In 2008, the same team demonstrated that transplanting pancreatic endoderm derived from human embryonic stem cells into mice led to the differentiation of glucose-responsive endocrine cells in vivo, and showed that these cells could help protect the mice from hyperglycemia.

 

2014: "Artificial Pancreas" Systems Transform Patients' Lives

 

For patients with type 1 diabetes, maintaining blood glucose levels within the normal range can delay or prevent complications. However, the burden of having to monitor blood glucose multiple times a day and calculate insulin doses accordingly is significant.

Advances in continuous glucose monitoring systems and insulin delivery devices have finally enabled the development of "artificial pancreas" systems that combine glucose monitoring with insulin delivery. These systems use algorithms to calculate insulin doses and automatically administer the drug, greatly reducing the burden on patients.

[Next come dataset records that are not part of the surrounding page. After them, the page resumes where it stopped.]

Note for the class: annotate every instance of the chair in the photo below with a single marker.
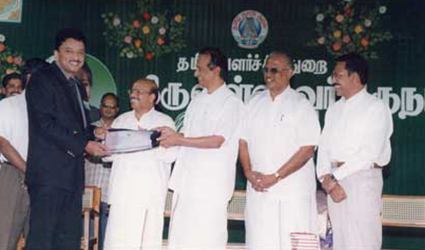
(403, 211)
(91, 209)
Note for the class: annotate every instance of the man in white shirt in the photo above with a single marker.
(354, 146)
(13, 84)
(204, 175)
(14, 199)
(279, 134)
(98, 172)
(139, 181)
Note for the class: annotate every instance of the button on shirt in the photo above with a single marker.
(275, 130)
(357, 132)
(14, 123)
(209, 173)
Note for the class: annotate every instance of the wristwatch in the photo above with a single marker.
(277, 176)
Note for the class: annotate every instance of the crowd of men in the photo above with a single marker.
(50, 149)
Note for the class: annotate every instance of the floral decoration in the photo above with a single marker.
(10, 60)
(344, 27)
(147, 34)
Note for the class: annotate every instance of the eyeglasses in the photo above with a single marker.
(274, 70)
(138, 92)
(338, 76)
(108, 106)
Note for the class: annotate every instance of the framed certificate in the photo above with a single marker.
(129, 140)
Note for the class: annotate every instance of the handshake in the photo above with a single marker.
(333, 188)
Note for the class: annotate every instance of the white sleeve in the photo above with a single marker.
(308, 130)
(375, 141)
(323, 166)
(167, 155)
(6, 122)
(230, 119)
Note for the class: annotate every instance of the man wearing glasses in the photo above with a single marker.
(280, 131)
(203, 178)
(354, 146)
(139, 180)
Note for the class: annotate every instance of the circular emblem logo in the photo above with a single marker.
(249, 28)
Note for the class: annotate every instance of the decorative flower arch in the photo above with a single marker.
(148, 34)
(343, 27)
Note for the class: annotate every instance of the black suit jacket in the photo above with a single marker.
(57, 136)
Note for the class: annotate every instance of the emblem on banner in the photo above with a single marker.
(249, 28)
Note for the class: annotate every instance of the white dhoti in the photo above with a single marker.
(269, 220)
(134, 228)
(197, 225)
(356, 221)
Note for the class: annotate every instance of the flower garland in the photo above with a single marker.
(341, 29)
(10, 60)
(147, 35)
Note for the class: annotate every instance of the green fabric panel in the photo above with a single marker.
(291, 25)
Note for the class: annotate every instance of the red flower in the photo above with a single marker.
(348, 11)
(160, 41)
(364, 42)
(146, 15)
(336, 46)
(136, 24)
(148, 55)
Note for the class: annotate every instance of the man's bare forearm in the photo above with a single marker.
(11, 154)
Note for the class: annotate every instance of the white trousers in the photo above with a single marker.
(134, 228)
(356, 221)
(270, 220)
(197, 225)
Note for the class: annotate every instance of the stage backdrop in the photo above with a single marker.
(159, 39)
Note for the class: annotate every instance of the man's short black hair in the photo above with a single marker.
(67, 33)
(33, 65)
(218, 59)
(355, 63)
(11, 76)
(87, 69)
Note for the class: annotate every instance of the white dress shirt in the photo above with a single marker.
(141, 178)
(14, 123)
(275, 131)
(357, 132)
(209, 173)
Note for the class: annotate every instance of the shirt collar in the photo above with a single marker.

▲Schematic diagram of an "artificial pancreas" system (Image source: Reference [3])

In 2014, a randomized crossover clinical trial showed that a wearable "artificial pancreas" system that automatically delivered insulin or glucagon provided better glycemic control in adolescents and adults with type 1 diabetes compared with an insulin pump.

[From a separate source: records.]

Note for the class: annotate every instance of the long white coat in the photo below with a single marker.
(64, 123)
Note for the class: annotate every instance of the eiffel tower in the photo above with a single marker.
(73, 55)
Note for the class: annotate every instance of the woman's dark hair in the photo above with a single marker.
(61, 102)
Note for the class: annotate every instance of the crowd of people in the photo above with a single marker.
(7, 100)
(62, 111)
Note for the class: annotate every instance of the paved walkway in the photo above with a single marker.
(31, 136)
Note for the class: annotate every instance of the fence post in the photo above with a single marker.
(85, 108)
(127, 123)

Several artificial pancreas systems have now received regulatory approval in the United States and Europe. More systems are being tested in large clinical trials and are expected to reduce the daily burden of diabetes management for even more patients.

 

2016: The Role of Incretin-Based Drugs in Glycemic Control

 

Over the past 15 years, drugs targeting incretins (including GLP-1) have become an effective class of glucose-lowering medications. Based on GLP-1's role in regulating blood sugar, several GLP-1 receptor agonists have been developed to lower blood glucose in patients with type 2 diabetes. These include the GLP-1-based albiglutide, liraglutide, dulaglutide, and semaglutide; and the exendin 4-based exenatide and lixisenatide.

A systematic review and meta-analysis published in 2016 showed that GLP-1 receptor agonists are well-tolerated. Moreover, multiple clinical trial results have indicated that compared with placebo, GLP-1 receptor agonists reduce the risk of atherosclerotic cardiovascular disease and kidney disease in patients with type 2 diabetes.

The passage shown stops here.